Remembrance

Remembrance Summary and Analysis of Stanzas 5-8

Summary

The speaker describes how empty her life has been without her beloved. Then she goes on to say she's begun to find a way to keep living by letting go of the memory of him as time has passed. She ends by stating that she must stop living in a world that no longer exists and let go of her painful memories, in order to experience her current life.

Analysis

In the latter half of the poem, the speaker begins to focus more and more on her current life, depicting the ways in which she has slowly begun to recover and heal. Memory is portrayed here as a double-edged sword; whatever comfort she finds in remembering happier days, she feels equivalently devastated when she is reminded that they are long over. She comes to acknowledge that if she is to find any meaning in her present, she must stop living in a past that is empty.

The fifth stanza is almost entirely a declaration of pain. The speaker says that she has never found equivalent joy in her life after her love's death ("No later light has lightened up my heaven, / No second morn has ever shone for me;"). All of her happiness died with him ("All my life's bliss from thy dear life was given, / All my life's bliss is in the grave with thee."). The repetition of "no" and "all my life's bliss" accentuates the heightened mood of this particular section. It gives the impression that the speaker is laying out all of her suffering, showing that she has been totally unable to find any comfort in the wake of this loss. It also shows that while her lover is actually dead, she has been living a life that is hollowed out, as if a large part of her died with him. In the absence of this happiness, her days appear to be a matter of just going through the motions of life. However, in the following stanza, things begin to take a turn. She describes how she started to rebuild herself ("But, when the days of golden dreams had perished,") in this devastating aftermath ("And even Despair was powerless to destroy,"). She begins, very slowly, to find a way forward: "Then did I learn how existence could be cherished, / Strengthened, and fed without the aid of joy." She notes that she still feels the absence of "joy" but is able "cherish" her current life.

In the next stanza, she expands on this idea. She describes the slow process she went through as her grief lightened ("Then did I check the tears of useless passion— / Weaned my young soul from yearning after thine;"). Her "tears of useless passion" and "yearning" subsided, opening up the possibility for healing. She contrasts this with her initial feelings: "Sternly denied its burning wish to hasten / Down to that tomb already more than mine." Previously, her "burning wish" was to be "down to" her "tomb," meaning she wished to join him in death. She is demonstrating the progression of her feelings through the sharp difference in these states. She feels as though she has regained her reason for being alive, even if her life with her lover cannot be restored. In the final stanza, she says that she has begun to resist the temptation of memory ("And, even yet, I dare not let it languish, / Dare not indulge in memory's rapturous pain;") as it is too damaging to revisit. Her use of the word "rapturous" works effectively against the word "pain," adding to the juxtaposition of feelings she experiences in remembering her lover. The last two lines of the poem further emphasize this idea: "Once drinking deep of that divinest anguish, / How could I seek the empty world again?" She is saying that if she lives in her memories ("drinking deep of that divinest anguish") then she will be unable to inhabit the "empty world" anymore. If she chooses to cling to the past, she will only find more pain. She won't be able to keep living in the present, as her lover is no longer part of her world. It is a haunting sentiment, showing the speaker still caught between the impulse to remember and the desire to move on.

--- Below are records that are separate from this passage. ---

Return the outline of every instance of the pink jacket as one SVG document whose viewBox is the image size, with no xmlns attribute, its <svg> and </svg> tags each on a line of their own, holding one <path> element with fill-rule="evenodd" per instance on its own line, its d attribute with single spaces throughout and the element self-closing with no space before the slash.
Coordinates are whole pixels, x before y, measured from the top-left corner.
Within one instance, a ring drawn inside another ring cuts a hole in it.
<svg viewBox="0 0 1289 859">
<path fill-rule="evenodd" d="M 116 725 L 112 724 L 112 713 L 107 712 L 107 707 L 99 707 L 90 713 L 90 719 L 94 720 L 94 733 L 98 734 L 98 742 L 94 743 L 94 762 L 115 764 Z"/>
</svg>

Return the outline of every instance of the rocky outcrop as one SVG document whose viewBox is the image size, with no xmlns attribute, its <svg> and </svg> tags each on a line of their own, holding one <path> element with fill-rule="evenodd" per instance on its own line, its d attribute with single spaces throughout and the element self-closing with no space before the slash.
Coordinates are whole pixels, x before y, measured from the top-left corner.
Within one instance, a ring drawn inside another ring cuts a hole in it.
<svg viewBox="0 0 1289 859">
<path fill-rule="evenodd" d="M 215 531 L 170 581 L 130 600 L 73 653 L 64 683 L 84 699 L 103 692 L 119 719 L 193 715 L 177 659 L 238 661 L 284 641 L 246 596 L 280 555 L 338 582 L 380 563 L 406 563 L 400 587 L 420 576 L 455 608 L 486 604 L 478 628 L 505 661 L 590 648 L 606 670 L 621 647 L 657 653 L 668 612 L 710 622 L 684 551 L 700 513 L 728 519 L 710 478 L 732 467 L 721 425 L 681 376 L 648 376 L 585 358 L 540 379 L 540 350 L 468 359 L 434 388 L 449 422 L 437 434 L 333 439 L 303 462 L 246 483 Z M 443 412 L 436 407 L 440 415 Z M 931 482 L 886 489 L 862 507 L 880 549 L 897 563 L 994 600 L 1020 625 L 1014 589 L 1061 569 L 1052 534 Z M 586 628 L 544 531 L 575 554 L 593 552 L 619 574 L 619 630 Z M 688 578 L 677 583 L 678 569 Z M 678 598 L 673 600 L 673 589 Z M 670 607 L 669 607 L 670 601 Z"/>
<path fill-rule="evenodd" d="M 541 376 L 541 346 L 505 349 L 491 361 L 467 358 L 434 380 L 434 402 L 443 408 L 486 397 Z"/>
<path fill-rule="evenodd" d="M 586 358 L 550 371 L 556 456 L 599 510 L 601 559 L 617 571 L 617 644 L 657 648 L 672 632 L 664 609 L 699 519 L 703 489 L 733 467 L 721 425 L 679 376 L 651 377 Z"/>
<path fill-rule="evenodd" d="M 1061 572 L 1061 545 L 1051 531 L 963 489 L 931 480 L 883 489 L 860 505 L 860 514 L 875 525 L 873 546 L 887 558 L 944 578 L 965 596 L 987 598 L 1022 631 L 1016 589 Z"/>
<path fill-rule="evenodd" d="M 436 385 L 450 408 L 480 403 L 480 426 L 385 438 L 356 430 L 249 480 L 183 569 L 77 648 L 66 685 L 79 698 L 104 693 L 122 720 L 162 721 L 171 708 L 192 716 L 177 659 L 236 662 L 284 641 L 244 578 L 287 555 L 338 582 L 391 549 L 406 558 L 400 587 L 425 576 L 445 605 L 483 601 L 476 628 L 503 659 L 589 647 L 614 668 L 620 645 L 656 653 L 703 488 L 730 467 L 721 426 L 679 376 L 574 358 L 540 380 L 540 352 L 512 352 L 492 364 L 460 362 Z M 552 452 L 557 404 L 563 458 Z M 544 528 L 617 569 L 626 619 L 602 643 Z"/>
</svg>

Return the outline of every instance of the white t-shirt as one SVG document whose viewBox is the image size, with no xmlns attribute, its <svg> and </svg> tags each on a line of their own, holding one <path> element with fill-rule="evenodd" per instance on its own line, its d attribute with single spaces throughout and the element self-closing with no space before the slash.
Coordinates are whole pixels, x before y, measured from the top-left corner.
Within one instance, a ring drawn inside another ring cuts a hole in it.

In the end, "Remembrance" is not just a statement on memory or loss. It is a poem dedicated to showing the complex difficulties of living with the memory of a lost loved one. The speaker struggles to mourn appropriately the death of her beloved and find meaning in the life with which she has been left. As she charts her conflicting emotions, she is able to reveal how challenging it is to live in the aftermath of such a loss.